Response to COVID-19 - introduction of wage subsidies (eg Canada Emergency Wage Subsidy) and benefits (eg Canada Economic Stimulus Benefit); extension of certain payment and production deadlines.

Employee stock options - proposed limits to restrict the beneficial treatment of stock options.

Provinces and territories

Response to COVID-19 - introduction of various incentives (eg, reimbursement of BC PST on certain machinery and equipment); extension of certain production deadlines

  • Alberta - decrease from 11% to 10% on January 1, 2020 and to 8% on July 1, 2020
  • Nova Scotia - down from 16% to 14% on April 1, 2020
  • Quebec - decrease from 11.6% to 11.5% on January 1, 2020

Small Business Rates

  • Nova Scotia - decrease from 3% to 2.5% on April 1, 2020
  • Ontario - down from 3.5% to 3.2% on January 1, 2020
  • Prince Edward Island - decrease from 3.5% to 3% on January 1, 2020 and to 2% on January 1, 2021
  • Quebec - drop in the going rate from 6% to 5% on January 1, 2020 and to 4% on January 1, 2021; small business CCPCs M&T rate remains at 4%
  • Yukon - Decrease in non-M&T and O&M rates from 2% and 1.5% to 0% respectively on January 1, 2021

Research and development (R&D) tax credits

Alberta - credits are eliminated for qualifying expenses incurred after December 31, 2019, but a new innovation and employment grant that supports R&D for SMEs will be available starting January 1, 2021

Quebec - the expenditure exclusion threshold applies only to the R&D salary tax credit for eligible expenditures incurred for a taxation year beginning after March 10, 2020

Yukon - lower corporate rate to 12% for qualifying expenses incurred in tax years ending after December 31, 2020

Beneficial ownership records

New (British Columbia, Manitoba, Prince Edward Island) and planned (Nova Scotia, Quebec and Saskatchewan) provincial requirements for private companies to maintain ownership records

Year end tax planning checklists

The assistance of your PwC advisor is essential to properly analyze the following year-end tax planning strategies. In addition to tax considerations, your financial plan should take into account investment philosophies, sound business practices, and motivational goals. Owner-operators must ensure that sufficient funds are retained to achieve business objectives; Given the uncertain economic conditions, cash flow management is particularly important.

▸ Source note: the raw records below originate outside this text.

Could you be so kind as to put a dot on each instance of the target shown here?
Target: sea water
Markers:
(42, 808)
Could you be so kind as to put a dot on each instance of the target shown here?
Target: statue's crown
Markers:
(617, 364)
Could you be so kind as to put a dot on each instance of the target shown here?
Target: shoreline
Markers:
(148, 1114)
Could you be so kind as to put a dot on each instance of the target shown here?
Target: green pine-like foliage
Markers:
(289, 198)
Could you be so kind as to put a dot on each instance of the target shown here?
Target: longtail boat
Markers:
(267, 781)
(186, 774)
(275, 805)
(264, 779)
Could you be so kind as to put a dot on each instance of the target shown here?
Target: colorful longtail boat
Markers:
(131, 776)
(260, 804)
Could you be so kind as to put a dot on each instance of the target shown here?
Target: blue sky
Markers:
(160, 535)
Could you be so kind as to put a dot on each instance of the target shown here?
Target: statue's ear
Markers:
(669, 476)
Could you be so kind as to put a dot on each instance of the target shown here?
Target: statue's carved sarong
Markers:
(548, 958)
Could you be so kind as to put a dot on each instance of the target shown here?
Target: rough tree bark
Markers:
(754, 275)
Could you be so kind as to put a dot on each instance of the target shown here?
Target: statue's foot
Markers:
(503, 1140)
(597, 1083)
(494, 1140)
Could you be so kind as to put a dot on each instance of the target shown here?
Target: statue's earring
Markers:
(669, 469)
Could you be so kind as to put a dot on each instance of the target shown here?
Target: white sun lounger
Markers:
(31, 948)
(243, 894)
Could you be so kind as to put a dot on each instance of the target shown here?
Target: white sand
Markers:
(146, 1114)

 Year end tax planning tips

With December 31st just around the corner, now is a good time to review some tax return & preparation services that need to be in place before the end of the year.

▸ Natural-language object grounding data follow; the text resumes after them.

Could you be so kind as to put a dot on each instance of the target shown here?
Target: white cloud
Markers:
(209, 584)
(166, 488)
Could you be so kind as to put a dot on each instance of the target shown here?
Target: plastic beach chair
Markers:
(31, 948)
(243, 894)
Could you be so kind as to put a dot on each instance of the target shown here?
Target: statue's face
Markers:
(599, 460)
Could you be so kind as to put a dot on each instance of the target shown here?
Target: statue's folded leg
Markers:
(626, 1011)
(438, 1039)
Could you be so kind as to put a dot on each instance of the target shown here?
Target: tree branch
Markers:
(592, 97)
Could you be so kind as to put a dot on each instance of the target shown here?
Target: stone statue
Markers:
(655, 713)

Read More : Year end tax planning - 2020: For individuals and owner-operators


Pay Deductible or Creditable expenses before the end of the year


Certain expenses can only be deducted from taxable income or qualify for a tax credit if the amount is paid before the end of the calendar year. If you plan to pay an expense that is tax deductible or qualifying for a credit early next year, consider doing so before the end of the year to take advantage of the deduction or credit on the income tax return.